Esto neutraliza a aquel que se considera bueno, libre de pecado. En Proverbios hayamos esta pregunta: “¿Quién podrá decir: Yo he limpiado mi corazón, limpio estoy de mi pecado?” (Proverbios 20: 9)
Dijo el predicador: “Ciertamente no hay hombre justo en la tierra, que haga el bien y nunca peque.” (Eclesiastés 7: 20)
El apóstol Pablo fue lo suficientemente humilde para admitir: “No que lo haya alcanzado ya, ni que ya sea perfecto; sino que prosigo, por ver si logro asir aquello para lo cual fui también asido por Cristo Jesús.” (Filipenses 3: 12)
Ese varón perfecto, que no ofende en palabras, capaz de refrenar todo el cuerpo, no existe entre nosotros los mortales.
No tiene sentido excusar o esconder esa imperfección, el Señor la conoce. Solo cuando la aceptamos, viviremos dependiendo de Dios y estaremos más dispuestos a entregarle a El todas nuestras batallas internas. Confesemos a Dios esos fracasos que nos molestan y afectan, esas palabras imprudentes, esos arrebatos de cólera, ese persistente resentimiento contra alguien o la respuesta hiriente que dimos a otra persona. El pecado nos acosa, necesitamos la gracia divina, ella está disponible para gente imperfecta como nosotros.

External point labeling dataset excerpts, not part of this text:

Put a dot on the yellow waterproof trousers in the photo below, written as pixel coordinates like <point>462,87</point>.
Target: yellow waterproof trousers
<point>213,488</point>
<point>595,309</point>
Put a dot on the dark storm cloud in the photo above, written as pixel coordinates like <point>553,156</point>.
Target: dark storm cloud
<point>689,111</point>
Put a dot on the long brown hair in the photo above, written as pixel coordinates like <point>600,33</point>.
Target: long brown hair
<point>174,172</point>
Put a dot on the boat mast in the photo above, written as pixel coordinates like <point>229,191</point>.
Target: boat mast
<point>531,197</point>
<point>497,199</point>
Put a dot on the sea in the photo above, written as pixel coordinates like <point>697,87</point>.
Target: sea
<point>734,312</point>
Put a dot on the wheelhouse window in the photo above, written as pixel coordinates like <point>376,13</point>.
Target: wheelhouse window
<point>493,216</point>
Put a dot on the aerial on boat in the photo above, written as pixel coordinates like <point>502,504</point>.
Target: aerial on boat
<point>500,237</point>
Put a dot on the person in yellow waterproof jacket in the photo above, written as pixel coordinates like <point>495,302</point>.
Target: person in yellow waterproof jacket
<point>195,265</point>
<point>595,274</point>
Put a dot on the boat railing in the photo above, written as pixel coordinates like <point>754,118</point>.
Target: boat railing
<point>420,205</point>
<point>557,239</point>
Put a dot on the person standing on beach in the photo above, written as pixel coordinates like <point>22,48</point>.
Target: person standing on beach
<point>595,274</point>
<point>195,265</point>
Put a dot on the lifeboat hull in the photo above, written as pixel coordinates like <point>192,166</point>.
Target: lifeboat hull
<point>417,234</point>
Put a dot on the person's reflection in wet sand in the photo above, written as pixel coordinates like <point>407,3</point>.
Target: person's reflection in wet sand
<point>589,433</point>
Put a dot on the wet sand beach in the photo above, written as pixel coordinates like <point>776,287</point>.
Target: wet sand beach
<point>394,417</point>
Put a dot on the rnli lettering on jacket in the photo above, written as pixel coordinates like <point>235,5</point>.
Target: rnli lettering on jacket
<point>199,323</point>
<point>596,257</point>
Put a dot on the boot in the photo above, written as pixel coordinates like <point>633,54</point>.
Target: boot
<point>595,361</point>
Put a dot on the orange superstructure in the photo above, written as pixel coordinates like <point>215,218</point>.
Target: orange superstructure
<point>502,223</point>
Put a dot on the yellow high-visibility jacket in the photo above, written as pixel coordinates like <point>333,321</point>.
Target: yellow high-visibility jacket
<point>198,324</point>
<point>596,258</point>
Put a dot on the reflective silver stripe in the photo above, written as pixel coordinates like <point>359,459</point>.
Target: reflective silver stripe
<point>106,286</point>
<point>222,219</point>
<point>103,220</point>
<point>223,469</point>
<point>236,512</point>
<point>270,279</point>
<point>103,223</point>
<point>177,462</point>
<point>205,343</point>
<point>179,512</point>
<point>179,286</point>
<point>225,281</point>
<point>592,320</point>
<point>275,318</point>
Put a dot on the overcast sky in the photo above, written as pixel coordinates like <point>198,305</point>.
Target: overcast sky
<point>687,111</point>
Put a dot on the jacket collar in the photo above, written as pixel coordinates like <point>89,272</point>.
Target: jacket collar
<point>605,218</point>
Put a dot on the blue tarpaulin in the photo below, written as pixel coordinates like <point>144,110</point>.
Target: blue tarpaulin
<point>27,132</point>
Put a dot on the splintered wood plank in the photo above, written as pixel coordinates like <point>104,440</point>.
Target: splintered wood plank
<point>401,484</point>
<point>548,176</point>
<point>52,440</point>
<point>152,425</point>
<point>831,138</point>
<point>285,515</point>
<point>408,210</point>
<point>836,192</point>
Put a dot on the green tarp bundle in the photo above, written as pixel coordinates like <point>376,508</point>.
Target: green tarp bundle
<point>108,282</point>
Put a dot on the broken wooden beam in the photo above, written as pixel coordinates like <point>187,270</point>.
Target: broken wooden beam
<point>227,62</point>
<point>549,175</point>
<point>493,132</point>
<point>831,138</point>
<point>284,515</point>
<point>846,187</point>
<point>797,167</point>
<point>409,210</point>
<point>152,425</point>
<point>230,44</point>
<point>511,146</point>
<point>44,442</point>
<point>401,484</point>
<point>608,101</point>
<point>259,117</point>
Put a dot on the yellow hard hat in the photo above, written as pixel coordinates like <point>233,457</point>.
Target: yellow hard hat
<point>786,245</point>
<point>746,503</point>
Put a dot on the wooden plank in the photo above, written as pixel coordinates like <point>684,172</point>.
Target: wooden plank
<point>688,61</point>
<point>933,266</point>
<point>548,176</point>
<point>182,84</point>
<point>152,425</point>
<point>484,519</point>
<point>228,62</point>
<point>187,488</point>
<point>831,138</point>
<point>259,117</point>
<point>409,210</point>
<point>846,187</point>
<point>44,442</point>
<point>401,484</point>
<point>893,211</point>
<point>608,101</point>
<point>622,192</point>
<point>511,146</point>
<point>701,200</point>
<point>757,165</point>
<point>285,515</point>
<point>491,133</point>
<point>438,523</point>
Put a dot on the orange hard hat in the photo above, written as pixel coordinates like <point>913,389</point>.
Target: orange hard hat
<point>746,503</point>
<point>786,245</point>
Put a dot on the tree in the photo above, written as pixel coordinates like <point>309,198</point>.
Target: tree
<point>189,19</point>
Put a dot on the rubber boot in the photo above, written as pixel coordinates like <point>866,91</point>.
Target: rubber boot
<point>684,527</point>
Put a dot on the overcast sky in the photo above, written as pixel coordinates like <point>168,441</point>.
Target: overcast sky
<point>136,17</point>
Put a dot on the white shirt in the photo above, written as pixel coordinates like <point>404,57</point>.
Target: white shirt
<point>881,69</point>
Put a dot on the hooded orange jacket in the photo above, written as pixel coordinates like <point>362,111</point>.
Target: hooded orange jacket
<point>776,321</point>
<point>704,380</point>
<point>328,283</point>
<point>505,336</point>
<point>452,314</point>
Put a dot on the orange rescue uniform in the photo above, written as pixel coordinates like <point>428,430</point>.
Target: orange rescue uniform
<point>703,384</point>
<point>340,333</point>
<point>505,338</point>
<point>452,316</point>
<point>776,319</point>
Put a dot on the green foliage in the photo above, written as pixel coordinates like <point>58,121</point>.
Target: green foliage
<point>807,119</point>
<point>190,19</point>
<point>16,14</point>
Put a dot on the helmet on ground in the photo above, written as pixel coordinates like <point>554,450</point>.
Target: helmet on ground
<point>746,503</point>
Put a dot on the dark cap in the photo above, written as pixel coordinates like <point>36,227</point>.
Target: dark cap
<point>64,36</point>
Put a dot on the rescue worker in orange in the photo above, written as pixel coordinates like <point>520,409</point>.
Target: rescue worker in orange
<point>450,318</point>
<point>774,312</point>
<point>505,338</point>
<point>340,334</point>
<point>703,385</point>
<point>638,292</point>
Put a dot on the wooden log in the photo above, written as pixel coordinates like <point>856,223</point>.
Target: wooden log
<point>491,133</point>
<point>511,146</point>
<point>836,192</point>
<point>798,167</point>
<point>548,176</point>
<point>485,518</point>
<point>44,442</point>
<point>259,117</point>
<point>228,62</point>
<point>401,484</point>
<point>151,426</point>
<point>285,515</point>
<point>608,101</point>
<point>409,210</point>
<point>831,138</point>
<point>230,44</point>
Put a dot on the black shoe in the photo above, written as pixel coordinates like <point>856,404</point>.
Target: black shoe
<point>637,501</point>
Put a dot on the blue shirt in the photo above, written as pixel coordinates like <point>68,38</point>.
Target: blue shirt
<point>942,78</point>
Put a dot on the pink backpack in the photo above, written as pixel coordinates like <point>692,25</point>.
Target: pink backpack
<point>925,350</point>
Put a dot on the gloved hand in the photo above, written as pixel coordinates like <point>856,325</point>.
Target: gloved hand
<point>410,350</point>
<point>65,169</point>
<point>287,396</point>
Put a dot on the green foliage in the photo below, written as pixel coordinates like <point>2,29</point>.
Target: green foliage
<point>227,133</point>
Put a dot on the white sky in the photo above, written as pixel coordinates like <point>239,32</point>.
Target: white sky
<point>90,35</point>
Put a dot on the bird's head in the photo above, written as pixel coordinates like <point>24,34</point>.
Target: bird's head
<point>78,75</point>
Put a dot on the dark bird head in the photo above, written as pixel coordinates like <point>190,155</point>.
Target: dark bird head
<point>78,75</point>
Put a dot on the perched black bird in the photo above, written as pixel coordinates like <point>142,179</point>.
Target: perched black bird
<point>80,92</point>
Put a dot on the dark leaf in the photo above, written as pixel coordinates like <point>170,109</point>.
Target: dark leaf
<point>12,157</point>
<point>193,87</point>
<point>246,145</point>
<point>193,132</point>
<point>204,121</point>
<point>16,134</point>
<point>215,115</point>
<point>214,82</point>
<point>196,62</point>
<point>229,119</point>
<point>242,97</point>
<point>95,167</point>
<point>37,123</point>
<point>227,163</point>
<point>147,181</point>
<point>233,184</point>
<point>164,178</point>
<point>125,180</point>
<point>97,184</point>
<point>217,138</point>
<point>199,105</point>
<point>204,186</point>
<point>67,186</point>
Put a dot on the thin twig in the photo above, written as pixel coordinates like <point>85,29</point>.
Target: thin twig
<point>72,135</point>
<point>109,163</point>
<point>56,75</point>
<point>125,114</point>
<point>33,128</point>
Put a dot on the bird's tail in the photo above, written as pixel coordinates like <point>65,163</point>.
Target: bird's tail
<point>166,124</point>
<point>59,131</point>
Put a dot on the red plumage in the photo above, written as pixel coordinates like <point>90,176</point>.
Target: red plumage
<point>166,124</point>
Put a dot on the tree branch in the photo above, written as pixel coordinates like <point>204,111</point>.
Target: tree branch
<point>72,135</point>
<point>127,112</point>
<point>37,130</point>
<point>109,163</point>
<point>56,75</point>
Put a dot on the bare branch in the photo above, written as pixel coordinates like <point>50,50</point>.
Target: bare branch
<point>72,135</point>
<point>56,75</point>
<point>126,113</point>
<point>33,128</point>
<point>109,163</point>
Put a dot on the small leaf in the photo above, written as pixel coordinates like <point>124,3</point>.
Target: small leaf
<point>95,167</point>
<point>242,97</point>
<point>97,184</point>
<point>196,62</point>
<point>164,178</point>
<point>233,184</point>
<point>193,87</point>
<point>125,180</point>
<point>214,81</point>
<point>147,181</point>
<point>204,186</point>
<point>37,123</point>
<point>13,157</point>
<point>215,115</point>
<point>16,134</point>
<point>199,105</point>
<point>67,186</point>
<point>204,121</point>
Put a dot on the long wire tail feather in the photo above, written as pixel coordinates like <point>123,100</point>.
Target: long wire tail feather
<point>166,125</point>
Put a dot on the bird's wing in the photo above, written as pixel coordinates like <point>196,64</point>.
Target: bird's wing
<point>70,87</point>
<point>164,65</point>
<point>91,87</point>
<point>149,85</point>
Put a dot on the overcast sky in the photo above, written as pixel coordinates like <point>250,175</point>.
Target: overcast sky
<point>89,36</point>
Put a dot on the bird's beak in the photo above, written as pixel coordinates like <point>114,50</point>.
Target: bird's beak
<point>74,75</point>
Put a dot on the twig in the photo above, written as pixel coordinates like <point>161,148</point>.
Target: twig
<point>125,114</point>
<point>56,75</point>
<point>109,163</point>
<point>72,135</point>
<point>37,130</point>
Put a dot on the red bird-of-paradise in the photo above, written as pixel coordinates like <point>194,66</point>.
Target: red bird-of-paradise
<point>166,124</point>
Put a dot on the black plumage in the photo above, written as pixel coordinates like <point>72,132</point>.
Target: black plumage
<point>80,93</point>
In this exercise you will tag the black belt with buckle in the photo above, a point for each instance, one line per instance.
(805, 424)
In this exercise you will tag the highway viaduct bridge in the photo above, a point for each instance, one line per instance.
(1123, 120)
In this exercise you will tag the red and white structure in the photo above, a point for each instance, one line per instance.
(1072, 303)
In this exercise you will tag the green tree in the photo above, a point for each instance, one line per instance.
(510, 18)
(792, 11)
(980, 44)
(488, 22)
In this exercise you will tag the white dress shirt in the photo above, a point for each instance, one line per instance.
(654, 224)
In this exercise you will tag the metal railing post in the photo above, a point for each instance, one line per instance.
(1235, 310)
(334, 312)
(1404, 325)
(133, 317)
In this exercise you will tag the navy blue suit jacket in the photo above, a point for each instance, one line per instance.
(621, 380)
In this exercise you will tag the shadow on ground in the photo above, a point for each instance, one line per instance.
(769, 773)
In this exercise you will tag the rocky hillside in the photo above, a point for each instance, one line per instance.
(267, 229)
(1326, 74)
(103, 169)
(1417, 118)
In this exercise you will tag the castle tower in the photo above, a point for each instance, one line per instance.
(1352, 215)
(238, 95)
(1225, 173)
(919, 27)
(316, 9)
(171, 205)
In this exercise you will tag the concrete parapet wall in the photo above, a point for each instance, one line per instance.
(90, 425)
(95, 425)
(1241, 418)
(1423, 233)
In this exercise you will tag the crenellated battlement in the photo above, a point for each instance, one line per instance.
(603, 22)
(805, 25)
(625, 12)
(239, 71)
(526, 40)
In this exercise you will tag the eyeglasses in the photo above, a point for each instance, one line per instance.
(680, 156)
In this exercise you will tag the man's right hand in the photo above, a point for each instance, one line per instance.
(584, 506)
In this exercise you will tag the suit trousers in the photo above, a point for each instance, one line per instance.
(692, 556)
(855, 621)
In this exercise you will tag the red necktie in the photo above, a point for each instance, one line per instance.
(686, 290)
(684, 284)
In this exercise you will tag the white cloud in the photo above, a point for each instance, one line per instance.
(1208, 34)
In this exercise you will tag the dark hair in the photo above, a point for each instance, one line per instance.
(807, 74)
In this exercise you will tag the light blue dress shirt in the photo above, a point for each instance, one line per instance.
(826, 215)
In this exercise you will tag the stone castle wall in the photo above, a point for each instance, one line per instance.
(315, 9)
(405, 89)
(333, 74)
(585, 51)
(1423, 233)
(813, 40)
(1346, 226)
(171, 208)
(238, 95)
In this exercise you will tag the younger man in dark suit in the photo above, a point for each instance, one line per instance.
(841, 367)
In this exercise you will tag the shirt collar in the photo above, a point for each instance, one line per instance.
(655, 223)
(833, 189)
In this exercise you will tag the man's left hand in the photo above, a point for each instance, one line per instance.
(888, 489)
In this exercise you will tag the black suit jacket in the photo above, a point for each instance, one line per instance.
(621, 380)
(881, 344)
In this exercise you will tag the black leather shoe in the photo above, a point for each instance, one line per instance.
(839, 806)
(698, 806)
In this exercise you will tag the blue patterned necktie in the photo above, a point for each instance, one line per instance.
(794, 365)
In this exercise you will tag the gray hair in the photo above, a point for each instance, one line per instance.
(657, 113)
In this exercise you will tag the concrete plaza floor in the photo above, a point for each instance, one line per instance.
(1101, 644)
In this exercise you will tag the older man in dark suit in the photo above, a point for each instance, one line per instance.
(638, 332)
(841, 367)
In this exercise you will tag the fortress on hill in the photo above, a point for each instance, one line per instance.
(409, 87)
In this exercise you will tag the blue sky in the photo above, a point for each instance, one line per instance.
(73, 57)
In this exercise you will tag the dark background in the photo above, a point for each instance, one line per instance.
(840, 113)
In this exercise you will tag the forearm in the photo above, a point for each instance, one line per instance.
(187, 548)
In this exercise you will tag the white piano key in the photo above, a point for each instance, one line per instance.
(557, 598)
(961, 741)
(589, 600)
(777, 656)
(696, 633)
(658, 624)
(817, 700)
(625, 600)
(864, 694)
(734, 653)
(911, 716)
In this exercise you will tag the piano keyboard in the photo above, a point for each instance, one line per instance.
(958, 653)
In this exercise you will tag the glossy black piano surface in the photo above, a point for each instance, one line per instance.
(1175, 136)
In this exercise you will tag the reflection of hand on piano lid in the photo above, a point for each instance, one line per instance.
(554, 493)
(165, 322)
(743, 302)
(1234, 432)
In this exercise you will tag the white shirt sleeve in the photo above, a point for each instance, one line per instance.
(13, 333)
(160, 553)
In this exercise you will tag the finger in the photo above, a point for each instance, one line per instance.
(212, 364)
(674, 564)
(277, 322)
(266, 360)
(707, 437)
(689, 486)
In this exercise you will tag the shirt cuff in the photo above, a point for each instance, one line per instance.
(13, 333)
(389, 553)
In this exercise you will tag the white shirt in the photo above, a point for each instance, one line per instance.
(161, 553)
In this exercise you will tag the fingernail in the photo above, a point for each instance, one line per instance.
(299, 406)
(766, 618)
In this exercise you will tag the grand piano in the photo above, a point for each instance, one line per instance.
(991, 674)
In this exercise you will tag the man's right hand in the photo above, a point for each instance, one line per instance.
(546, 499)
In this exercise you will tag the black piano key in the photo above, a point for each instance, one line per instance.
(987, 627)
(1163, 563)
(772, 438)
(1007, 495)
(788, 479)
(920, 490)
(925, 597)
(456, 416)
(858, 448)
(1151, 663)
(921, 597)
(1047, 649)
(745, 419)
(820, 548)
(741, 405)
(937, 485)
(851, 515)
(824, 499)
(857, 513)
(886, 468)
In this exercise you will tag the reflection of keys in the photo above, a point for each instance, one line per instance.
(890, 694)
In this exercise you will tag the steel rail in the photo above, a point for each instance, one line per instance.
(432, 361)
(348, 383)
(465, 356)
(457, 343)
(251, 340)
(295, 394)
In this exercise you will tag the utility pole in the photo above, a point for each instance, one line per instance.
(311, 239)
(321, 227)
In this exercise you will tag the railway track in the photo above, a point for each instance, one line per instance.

Al conocer a Jesús, podemos por primera vez, emplear nuestra lengua de manera diferente a lo que nuestra naturaleza nos impulsa. Cuando sienta ese impulso carnal de hablar, es el mejor momento para callar. Jamás lamentará guardar silencio en momentos así; lo que no decimos en un momento de ira, no puede herir a otros. Solo el Espíritu de Dios hace posible que con nuestras palabras sanemos, levantemos y edifiquemos a los demás.